You can watch a user abandon your onboarding flow, immediately see which in-app guide they encountered, check their NPS score, and understand the full context of their frustration. That is a workflow no standalone replay tool can replicate.
Key features:
- Session replay layered within the full product analytics context
- In-app guides, tooltips, and walkthroughs tied to behavioral data
- NPS and feedback collection alongside session data
- Cohort-based filtering for replay (watch sessions from churned accounts, new users, or specific plan tiers)
What Pendo is doing in 2026: Pendo AI can now cross-reference session replay data with NPS scores to surface churn risk signals before a user has consciously decided to leave. It is early, but the direction is clearly toward proactive intervention rather than post-mortem analysis.
Best for: SaaS product teams focused on onboarding, activation, and retention. Less ideal if you just need basic replay without the broader platform.
Pricing: Custom pricing. No public self-serve plan for the full feature set.
6. Heap by Contentsquare
Heap’s core philosophy is radical: capture everything first, decide what it means later.
Most analytics tools require you to define events before capturing them. Heap captures every single interaction automatically. Clicks, taps, form fills, page views, all of it, with zero instrumentation. You can then retroactively define events and analyze them against historical data.
After being acquired by Contentsquare, Heap now sits within a broader behavioral analytics ecosystem that includes e-commerce-specific analysis, journey mapping, and deeper integration with session replay data.
Key features:
- Automatic event capture with no manual tagging required
- Retroactive event definition across all historical sessions
- Full funnel analysis tied to session replay
- Integration with Contentsquare’s broader analytics suite
The hidden advantage: Heap is increasingly popular with product teams that do not have dedicated analytics engineers. Because you do not need to pre-instrument events, non-technical product managers can run behavioral analyses without filing a ticket and waiting two weeks.
Best for: Product managers at mid-market SaaS companies, e-commerce analytics teams, data-light environments.
Pricing: Free tier available for small data volumes.
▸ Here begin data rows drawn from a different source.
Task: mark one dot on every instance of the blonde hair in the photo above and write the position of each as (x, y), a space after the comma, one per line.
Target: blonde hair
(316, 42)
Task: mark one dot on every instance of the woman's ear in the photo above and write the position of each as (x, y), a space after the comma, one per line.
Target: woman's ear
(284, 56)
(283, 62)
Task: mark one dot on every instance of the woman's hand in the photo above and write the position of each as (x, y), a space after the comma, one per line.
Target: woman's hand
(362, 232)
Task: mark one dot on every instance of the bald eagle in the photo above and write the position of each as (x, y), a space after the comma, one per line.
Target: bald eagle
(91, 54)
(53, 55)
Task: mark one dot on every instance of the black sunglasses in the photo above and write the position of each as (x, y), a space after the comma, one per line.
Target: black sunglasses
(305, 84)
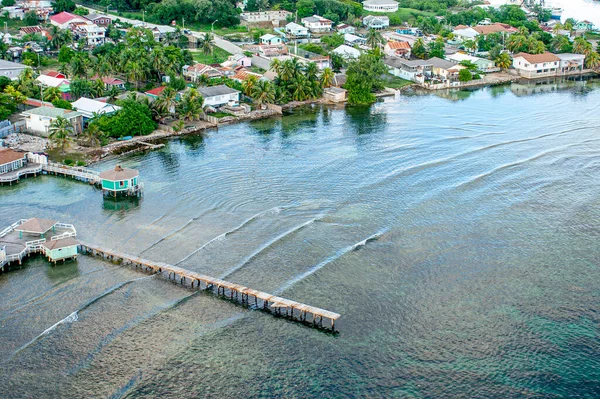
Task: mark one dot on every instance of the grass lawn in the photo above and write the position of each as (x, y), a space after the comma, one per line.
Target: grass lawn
(219, 55)
(394, 82)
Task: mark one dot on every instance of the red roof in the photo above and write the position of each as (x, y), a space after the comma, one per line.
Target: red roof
(157, 91)
(63, 17)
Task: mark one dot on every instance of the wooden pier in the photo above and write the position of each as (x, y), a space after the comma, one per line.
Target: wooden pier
(246, 296)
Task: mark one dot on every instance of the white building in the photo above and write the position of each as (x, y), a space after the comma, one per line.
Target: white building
(317, 24)
(536, 65)
(380, 5)
(216, 96)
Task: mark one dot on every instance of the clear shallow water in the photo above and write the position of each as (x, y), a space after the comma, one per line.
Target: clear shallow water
(483, 281)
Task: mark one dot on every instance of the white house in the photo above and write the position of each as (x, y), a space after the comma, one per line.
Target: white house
(317, 24)
(571, 62)
(376, 22)
(380, 5)
(294, 29)
(216, 96)
(88, 107)
(346, 52)
(536, 65)
(38, 120)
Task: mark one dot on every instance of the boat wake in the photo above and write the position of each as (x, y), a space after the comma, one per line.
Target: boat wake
(330, 259)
Paid plans scale with event volume and seat count.
Also read: How to Uninstall Shotscribus Software on Mac
7. LogRocket: Best Session Replay for Engineering and Product Teams Working Together
LogRocket is the tool most likely to be bookmarked by both your product manager and your lead frontend engineer simultaneously. That is not a coincidence. It is the point.
At its core, LogRocket pairs pixel-perfect session replay with the engineering context you need to actually fix what is broken: console logs, Redux state, network requests, and performance data all visible alongside the session. When a user reports a bug, you do not have to ask follow-up questions. The answer is already in the replay.
Key features:
- Session replay with full console, network, and state context
- Galileo AI that surfaces user struggles and technical issues automatically
- Product analytics and funnel analysis on the same data set
- MCP server that lets AI agents directly access session data
The 2026 development that changes things: LogRocket’s Galileo AI now proactively surfaces session patterns and routes identified issues into AI coding tools like Cursor and Claude Code. The loop from “user is struggling” to “engineer is fixing it” has gotten dramatically shorter. This is not a gimmick. Teams using this workflow are shipping fixes faster than teams doing manual review.
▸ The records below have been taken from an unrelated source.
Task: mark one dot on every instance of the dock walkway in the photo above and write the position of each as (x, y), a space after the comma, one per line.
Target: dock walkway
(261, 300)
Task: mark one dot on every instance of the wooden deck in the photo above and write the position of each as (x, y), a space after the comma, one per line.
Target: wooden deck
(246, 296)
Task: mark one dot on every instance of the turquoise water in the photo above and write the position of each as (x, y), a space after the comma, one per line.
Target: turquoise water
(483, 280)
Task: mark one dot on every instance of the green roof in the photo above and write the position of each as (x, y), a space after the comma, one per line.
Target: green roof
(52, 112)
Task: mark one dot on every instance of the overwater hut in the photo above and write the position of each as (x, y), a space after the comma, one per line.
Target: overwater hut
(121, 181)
Best for: Frontend engineering teams, product managers working closely with engineering, companies where product and development share tools.
Pricing: Free tier available (1,000 sessions/month). Paid plans start around $99/month.
8. Sentry
Sentry is primarily an application monitoring and error tracking platform. Session replay is a secondary feature. But here is the thing: when session replay is tied directly to error events, it becomes a completely different kind of tool.
Instead of browsing recordings hoping to find something useful, you watch the exact 60 seconds before a user hit a crash. Every click, every scroll, every network request that preceded the error is right there in front of you. Reproduction steps that used to take hours now take minutes.
Key features:
- Session replay tied directly to error events and performance issues
- Seer AI analyzes replays to suggest root-cause code fixes
- Support for 100+ languages and frameworks
- Distributed tracing that connects session replay to backend performance data
Who this is really for: If your team’s primary use case for session replay is debugging, and not UX research or CRO, Sentry’s approach is arguably the most efficient way to use the technology. You are not watching sessions randomly. You are watching sessions that already matter.
Best for: Developer-led teams, engineering-first organizations, solo developers and lean startups.
Pricing: Free tier available. Paid plans start around $26/month.
9. Dynatrace
Dynatrace operates at a different altitude than most tools in this list. It is built for large enterprises managing complex, distributed systems, and session replay is one capability within a much broader full-stack observability platform.
What makes Dynatrace interesting for session replay is the context layering. When a user has a slow or broken experience, Dynatrace can tie that session directly to backend performance data, infrastructure health, and distributed traces across microservices. You are not just watching what the user saw. You are watching it alongside the server-side story of why it happened.
Key features:
- Session replay integrated with full-stack infrastructure monitoring
- Davis AI correlates slow user sessions to server-side bottlenecks in real time
- Enterprise-grade compliance, data governance, and access controls
- Real user monitoring (RUM) that spans web, mobile, and single-page applications
The 2026 shift: Dynatrace is increasingly being used by DevOps and SRE teams, not just UX teams, as a unified signal for system health. When session replay data shows degraded UX at the same time your infrastructure dashboards show a resource spike, the connection is made automatically.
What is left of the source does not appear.